How to iterate through map of map of map of map of map of map of vector

I am trying to gather all the data from a map of map of map of map of map of map of map of vector without having to have 7 loops in C++.

Here is how the data looks:

Map 1=>Map 1.1=>Map 1.1.1=>Map 1.1.2=>Map 1.1.3=>Map 1.1.4=>Vector 1.1.5=>Elem 1
                                                                        =>Elem 2
       Map 1.2=>Map 1.2.1=>Map 1.2.2=>Map 1.2.3=>Map 1.2.4=>Vector 1.2.5=> Elem 1
                                                                        =>Elem 2
Map 2 =>Map 1.1=>Map 1.1.1=>Map 1.1.2=>Map 1.1.3=>Map 1.1.4=>Vector 1.1.5=>Elem 1
                                                                         =>Elem 2
        Map 1.2=>Map 1.2.1=>Map 1.2.2=>Map 1.2.3=>Map 1.2.4=>Vector 1.2.5=>Elem 1
                                                                         =>Elem 2

So I am trying to collect all the Elem 1, Elem 2 from all the maps into a map.

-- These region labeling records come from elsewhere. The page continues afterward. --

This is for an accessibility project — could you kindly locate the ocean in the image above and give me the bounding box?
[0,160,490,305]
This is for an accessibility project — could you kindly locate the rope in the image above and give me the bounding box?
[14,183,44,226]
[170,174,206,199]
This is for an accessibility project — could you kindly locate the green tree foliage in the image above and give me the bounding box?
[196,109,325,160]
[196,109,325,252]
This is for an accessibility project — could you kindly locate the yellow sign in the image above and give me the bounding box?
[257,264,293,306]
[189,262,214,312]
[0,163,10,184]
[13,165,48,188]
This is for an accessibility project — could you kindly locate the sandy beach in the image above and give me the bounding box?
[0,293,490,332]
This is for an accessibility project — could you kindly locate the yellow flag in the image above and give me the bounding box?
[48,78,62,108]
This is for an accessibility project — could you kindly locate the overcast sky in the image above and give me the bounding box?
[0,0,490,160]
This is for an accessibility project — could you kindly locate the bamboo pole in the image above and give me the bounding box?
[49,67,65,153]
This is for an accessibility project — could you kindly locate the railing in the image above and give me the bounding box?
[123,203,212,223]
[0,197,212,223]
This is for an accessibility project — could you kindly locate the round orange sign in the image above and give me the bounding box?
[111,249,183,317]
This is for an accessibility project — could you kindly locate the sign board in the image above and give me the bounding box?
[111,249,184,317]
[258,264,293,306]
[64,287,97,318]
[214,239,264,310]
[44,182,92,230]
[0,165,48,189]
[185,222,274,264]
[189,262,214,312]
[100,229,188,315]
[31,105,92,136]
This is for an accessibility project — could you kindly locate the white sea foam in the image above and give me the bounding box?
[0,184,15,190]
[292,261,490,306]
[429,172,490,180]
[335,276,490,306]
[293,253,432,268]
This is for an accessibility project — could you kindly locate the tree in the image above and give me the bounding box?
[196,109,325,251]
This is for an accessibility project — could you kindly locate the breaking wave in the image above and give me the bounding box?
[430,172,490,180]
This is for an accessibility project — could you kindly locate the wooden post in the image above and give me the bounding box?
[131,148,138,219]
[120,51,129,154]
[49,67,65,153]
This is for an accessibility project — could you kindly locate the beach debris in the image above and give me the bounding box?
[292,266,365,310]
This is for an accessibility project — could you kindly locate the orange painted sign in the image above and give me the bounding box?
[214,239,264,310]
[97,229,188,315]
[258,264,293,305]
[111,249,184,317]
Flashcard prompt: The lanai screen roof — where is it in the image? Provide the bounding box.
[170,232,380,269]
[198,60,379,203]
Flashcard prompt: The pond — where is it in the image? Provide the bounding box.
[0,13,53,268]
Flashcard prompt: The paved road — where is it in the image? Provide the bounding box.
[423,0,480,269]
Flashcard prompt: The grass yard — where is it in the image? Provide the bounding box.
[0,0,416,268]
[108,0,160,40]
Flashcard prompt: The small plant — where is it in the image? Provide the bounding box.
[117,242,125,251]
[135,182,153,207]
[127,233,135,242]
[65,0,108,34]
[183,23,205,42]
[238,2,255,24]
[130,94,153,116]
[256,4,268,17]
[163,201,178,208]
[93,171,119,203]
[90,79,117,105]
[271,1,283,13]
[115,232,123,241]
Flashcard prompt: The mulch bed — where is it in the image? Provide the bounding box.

Can someone help me do this instead of the obvious loop through each map and leading to 7 loops in C++?

Thanks for the help.

(Update: Wow looking back at this after 10 years, what a code nightmare it was trying to fix someone else's legacy code. Hopefully no needs this now :)

I like @inflagranti's idea - so, without claim to utility, here's a for-each template that iterates over everything. It uses the is_container trait from the pretty printer, which I don't replicate here.

Update: Now fully worked out to deal with both with naked value types and with pair value types.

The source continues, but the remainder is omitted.